SEC addresses ICFR attestation for smaller companies

Commission also proposes changes for disclosures on acquisitions and disposals.

Fewer public companies would be required to obtain an attestation of their internal control over financial reporting (ICFR) from an independent outside auditor under amendments the SEC voted recently to propose.

The amendments as proposed are designed to reduce costs for certain lower-revenue companies by changing the types of companies that are categorized as accelerated and large accelerated filers.

Under the proposal, smaller reporting companies with less than $100 million in revenues would not be required to obtain from an auditor an attestation of their internal control over financial reporting as described in the Sarbanes-Oxley Act of 2002 (SOX), P.L. 107-204.

The proposed amendments would not change other investor protections in SOX, such as independent audit committee requirements; CEO and CFO certifications of financial reports; or the requirement that companies continue to establish, maintain, and assess the effectiveness of their ICFR.

Proposed changes to acquisition and ­disposal disclosure: The SEC also proposed rules changes designed to provide investors improved information about acquired and disposed businesses while reducing the cost and complexity to businesses preparing disclosures.

Currently, Rule 3-05 of Regulation S-X requires SEC registrants that acquire a significant business other than a real estate operation to provide separate audited annual and unaudited interim pre-acquisition financial statements of that business.
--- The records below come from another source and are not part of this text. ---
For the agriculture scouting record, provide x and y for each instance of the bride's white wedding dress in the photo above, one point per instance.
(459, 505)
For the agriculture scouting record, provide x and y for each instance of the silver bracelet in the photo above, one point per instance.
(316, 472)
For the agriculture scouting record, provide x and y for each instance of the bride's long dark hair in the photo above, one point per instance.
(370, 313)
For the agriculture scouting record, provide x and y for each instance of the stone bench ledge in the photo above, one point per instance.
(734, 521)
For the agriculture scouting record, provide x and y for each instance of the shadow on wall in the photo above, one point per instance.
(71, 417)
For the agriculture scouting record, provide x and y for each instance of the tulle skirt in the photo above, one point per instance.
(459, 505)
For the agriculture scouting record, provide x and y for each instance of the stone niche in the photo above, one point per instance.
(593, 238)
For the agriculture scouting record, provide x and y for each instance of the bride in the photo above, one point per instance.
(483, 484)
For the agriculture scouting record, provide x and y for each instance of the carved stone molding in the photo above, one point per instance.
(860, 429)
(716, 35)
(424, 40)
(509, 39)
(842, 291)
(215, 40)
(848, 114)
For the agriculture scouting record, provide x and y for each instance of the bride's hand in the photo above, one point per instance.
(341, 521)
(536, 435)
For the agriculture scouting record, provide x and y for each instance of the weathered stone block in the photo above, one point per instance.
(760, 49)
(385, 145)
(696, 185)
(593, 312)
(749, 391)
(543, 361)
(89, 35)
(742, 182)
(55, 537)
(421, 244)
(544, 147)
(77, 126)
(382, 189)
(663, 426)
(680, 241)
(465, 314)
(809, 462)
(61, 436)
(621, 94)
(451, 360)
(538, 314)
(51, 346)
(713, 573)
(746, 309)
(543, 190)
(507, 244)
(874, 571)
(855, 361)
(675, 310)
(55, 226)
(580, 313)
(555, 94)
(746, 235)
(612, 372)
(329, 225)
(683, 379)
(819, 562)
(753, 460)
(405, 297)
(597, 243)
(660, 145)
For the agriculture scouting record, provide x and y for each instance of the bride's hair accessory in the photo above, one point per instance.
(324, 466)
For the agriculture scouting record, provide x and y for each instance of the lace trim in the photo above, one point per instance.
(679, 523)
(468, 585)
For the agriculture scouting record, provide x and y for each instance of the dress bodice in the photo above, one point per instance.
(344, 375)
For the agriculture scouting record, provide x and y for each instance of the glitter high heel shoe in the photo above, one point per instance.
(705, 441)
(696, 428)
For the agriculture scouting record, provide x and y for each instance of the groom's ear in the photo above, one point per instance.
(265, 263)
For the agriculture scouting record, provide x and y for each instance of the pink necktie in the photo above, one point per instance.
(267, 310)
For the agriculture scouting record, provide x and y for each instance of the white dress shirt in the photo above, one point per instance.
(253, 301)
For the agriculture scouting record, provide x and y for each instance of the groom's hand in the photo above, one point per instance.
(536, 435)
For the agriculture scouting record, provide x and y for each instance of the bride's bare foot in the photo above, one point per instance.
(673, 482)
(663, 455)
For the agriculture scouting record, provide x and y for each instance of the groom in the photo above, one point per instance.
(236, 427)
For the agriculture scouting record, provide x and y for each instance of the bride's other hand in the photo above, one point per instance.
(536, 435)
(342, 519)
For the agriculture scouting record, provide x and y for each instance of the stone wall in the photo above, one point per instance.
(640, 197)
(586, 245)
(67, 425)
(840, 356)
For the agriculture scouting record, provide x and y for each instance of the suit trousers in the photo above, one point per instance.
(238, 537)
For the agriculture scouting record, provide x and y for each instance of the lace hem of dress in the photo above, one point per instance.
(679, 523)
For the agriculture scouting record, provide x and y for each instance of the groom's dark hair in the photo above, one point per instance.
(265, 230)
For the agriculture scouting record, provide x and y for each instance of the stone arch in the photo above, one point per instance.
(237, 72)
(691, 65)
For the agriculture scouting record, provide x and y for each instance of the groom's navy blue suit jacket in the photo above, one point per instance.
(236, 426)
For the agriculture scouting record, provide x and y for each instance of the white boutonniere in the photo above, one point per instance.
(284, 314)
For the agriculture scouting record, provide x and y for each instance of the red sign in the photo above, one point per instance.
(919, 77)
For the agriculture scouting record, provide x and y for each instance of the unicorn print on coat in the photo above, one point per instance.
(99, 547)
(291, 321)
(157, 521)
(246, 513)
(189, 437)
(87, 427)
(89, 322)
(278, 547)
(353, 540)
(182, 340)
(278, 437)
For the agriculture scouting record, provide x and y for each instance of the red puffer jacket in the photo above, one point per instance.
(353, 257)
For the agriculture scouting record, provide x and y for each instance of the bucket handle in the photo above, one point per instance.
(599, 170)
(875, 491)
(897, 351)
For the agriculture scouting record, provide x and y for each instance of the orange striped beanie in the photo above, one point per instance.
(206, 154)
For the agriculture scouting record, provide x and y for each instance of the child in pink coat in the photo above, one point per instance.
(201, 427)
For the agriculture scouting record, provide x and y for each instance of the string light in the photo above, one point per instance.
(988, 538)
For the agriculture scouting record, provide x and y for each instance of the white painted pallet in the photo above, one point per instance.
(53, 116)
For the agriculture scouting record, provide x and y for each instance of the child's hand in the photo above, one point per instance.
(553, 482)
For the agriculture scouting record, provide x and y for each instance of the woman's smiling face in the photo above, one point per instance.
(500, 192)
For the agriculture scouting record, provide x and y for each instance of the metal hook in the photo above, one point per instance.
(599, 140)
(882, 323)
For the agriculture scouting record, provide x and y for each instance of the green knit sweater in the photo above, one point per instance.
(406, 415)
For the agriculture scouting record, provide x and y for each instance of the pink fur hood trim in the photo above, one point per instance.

The number of years of financial information that must be provided depends on the significance of the acquisition to the registrant.

The SEC's proposed changes would address, among other items, significance tests; financial statements and permitted disclosures; and the use of, or reconciliation to, IFRS.

Comments on both proposals were to be ­accepted for 60 days after their publication in the Federal Register and can be submitted through the SEC website.